Are you BUYING or SELLING those "way-way-out-of-the-money "lottery ticket" puts?"

If the HFTs and ETFs amplify and accelerate and concentrate market moods and moves, do you want to try to beat the speed burners at their own game, or bet instead they will overshoot bigtime?

For most individual investors the flash crash was a non-event.  Most of the individual investors hurt by the flash crash were stop-loss holders (similar to OTM puts, at least in effect)  Most who made money "bought the dip" or had sold puts at 45 on PG.  I don't play that game either way, but both are playable

And one more, this of the "expected" variety.  Then I quit !
My working career included a stint of risk management.  Mostly theorizing potential "gotchas"  but covering all of risk management.
Boiled down, you create an "expected cost" which is more or less the integral of the product of cost-if-happens times the probability-of-happening.  If the expected cost is "large" you may try to reduce it with a "risk mitigation strategy"  which reduces either the probability or the cost (or both).  Then you calculate a new "what-if" expected cost.  If the delta significantly exceeds the cost of mitigation, you implement the mitigation program.  Else you don't.

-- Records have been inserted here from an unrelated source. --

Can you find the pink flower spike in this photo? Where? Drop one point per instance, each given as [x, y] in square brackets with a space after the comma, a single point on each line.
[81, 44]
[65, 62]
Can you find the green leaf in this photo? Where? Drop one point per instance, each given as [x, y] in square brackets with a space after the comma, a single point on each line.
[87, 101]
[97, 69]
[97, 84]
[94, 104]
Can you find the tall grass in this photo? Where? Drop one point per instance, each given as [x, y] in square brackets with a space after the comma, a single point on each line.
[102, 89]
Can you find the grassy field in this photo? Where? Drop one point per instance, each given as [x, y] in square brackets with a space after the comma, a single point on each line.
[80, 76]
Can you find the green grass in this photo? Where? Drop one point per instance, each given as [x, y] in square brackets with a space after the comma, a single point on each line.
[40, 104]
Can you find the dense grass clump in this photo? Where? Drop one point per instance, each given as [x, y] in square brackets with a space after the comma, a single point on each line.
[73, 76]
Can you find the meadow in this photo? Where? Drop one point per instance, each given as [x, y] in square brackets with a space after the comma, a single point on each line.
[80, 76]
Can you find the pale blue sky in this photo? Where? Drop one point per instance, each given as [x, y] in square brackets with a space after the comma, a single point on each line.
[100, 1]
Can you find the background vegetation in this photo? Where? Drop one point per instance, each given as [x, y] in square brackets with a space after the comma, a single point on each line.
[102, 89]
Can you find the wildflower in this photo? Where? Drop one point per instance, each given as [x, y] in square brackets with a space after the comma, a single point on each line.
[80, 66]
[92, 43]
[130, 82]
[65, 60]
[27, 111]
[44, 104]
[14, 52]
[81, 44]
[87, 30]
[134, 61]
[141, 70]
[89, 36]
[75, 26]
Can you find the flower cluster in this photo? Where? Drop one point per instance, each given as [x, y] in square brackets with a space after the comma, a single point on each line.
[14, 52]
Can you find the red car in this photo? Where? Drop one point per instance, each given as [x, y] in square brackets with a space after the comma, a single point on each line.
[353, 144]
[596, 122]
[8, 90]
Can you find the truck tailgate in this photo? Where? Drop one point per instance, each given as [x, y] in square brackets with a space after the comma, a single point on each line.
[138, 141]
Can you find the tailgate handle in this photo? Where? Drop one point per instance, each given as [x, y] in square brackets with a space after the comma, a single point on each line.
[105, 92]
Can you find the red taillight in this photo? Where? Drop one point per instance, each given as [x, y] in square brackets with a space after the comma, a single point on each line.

I see the market as (always) having fairly significant risks --- and fairly significant opportunities.  I don't see HFT or ETF as significantly changing either.  The delta expected gain (loss) not great enough to justify distinct mitigation costs,  Except   --  I no longer ever use market orders, always limit orders.  Too easy for HFT to front run, and I believe that has happened to me on occasion.
As a very general statement, I don't hedge my bets.  If there's enough risk to warrant hedging, there's too much for me to be there at all.